CAL FIRE Determines PG&E’s Power Lines Started Dixie Fire
The California Department of Forestry and Fire Protection (CAL FIRE), in a statement on Tuesday, concluded that power lines belonging to Pacific Gas and Electric (PG&E) started the Dixie fire.
CAL FIRE, “after a meticulous and thorough investigation,” determined that the Dixie fire was caused by a tree contacting PG&E electrical distribution lines west of Cresta Dam, according to the statement. CAL FIRE’s investigative report on the Dixie fire, according to the statement, has been forwarded to the Butte County District Attorney’s Office.
The Butte County District Attorney’s Office is partnering with the district attorneys from Lassen, Plumas, Tehama and Shasta counties in a criminal investigation.
The Dixie fire started on July 13, 2021, burned 963,309 acres of land in Butte, Plumas, Lassen, Shasta and Tehama counties, destroyed 1,329 structures and damaged 95 additional structures.
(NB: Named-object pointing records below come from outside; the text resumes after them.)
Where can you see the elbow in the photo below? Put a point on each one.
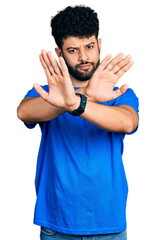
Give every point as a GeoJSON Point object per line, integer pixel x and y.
{"type": "Point", "coordinates": [20, 113]}
{"type": "Point", "coordinates": [129, 127]}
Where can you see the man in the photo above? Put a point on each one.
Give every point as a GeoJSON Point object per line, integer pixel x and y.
{"type": "Point", "coordinates": [80, 180]}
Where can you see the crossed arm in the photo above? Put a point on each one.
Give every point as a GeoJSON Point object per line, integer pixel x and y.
{"type": "Point", "coordinates": [61, 96]}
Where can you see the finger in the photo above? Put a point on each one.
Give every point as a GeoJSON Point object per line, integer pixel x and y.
{"type": "Point", "coordinates": [122, 63]}
{"type": "Point", "coordinates": [54, 63]}
{"type": "Point", "coordinates": [47, 62]}
{"type": "Point", "coordinates": [124, 69]}
{"type": "Point", "coordinates": [64, 68]}
{"type": "Point", "coordinates": [104, 62]}
{"type": "Point", "coordinates": [114, 61]}
{"type": "Point", "coordinates": [40, 91]}
{"type": "Point", "coordinates": [120, 91]}
{"type": "Point", "coordinates": [48, 74]}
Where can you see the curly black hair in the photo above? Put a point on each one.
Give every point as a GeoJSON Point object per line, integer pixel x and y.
{"type": "Point", "coordinates": [78, 21]}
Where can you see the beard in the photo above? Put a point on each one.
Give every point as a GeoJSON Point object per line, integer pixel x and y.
{"type": "Point", "coordinates": [82, 76]}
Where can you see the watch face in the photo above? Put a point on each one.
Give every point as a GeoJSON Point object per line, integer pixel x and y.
{"type": "Point", "coordinates": [82, 106]}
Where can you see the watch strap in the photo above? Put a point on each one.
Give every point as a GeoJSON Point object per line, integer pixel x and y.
{"type": "Point", "coordinates": [81, 108]}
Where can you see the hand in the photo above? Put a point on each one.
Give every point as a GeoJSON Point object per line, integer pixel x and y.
{"type": "Point", "coordinates": [101, 86]}
{"type": "Point", "coordinates": [61, 92]}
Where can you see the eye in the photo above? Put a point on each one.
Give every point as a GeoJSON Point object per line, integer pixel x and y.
{"type": "Point", "coordinates": [90, 46]}
{"type": "Point", "coordinates": [72, 51]}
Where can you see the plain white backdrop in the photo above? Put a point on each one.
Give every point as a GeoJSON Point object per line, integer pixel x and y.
{"type": "Point", "coordinates": [127, 26]}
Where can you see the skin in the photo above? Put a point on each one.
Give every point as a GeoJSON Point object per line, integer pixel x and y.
{"type": "Point", "coordinates": [99, 88]}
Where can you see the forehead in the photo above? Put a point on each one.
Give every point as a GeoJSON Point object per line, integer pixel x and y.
{"type": "Point", "coordinates": [77, 41]}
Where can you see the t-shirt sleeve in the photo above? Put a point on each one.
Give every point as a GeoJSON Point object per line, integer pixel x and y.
{"type": "Point", "coordinates": [129, 98]}
{"type": "Point", "coordinates": [33, 93]}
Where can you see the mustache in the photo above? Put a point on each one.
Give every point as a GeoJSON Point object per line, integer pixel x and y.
{"type": "Point", "coordinates": [83, 63]}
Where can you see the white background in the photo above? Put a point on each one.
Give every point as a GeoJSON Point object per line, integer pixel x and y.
{"type": "Point", "coordinates": [127, 26]}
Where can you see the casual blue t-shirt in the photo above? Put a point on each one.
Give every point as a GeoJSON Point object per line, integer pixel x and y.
{"type": "Point", "coordinates": [80, 179]}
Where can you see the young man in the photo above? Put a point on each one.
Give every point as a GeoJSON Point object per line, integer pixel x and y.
{"type": "Point", "coordinates": [80, 180]}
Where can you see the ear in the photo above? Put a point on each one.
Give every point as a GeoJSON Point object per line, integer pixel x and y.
{"type": "Point", "coordinates": [99, 43]}
{"type": "Point", "coordinates": [58, 52]}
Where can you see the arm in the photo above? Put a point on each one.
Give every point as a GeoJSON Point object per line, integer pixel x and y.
{"type": "Point", "coordinates": [36, 109]}
{"type": "Point", "coordinates": [121, 118]}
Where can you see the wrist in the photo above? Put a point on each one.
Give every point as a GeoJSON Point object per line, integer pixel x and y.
{"type": "Point", "coordinates": [78, 111]}
{"type": "Point", "coordinates": [75, 105]}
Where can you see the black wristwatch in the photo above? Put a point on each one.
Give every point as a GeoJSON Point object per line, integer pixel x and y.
{"type": "Point", "coordinates": [82, 106]}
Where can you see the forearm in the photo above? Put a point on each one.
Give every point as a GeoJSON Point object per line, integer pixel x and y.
{"type": "Point", "coordinates": [111, 118]}
{"type": "Point", "coordinates": [37, 110]}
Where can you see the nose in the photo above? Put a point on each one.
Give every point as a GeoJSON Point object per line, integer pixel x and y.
{"type": "Point", "coordinates": [83, 57]}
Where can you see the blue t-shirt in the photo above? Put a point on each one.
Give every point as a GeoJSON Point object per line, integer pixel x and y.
{"type": "Point", "coordinates": [80, 179]}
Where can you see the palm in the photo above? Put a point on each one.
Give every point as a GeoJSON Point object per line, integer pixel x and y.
{"type": "Point", "coordinates": [61, 92]}
{"type": "Point", "coordinates": [101, 86]}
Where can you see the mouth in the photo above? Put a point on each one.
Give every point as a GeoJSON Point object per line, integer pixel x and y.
{"type": "Point", "coordinates": [84, 66]}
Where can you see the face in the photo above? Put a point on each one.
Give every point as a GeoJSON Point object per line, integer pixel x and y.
{"type": "Point", "coordinates": [81, 56]}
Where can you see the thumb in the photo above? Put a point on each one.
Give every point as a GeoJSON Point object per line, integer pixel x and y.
{"type": "Point", "coordinates": [117, 93]}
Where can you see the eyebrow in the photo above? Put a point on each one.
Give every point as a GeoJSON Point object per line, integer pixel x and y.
{"type": "Point", "coordinates": [77, 47]}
It was the largest non-complex wildfire in California history, the second-largest overall fire in California history, and the first fire known to burn across the crest of the Sierra Nevada. Multiple small towns were damaged or destroyed by the fire, including Canyondam and Greenville, a historic town dating back to the Gold Rush. The fire’s smoke was found as far east as Utah and Colorado.
PG&E was first made aware there was a problem in the area at around 7 AM on July 13, 2021 when they received an indication that power was lost at Cresta Dam. PG&E sent a troubleman to check on the problem, who didn’t arrive until around 4:40 PM due to difficult terrain and roadwork. Another factor leading to the delay in the troubleman’s arrival was PG&E failing to assign a high priority ticket to the Cresta Dam outage.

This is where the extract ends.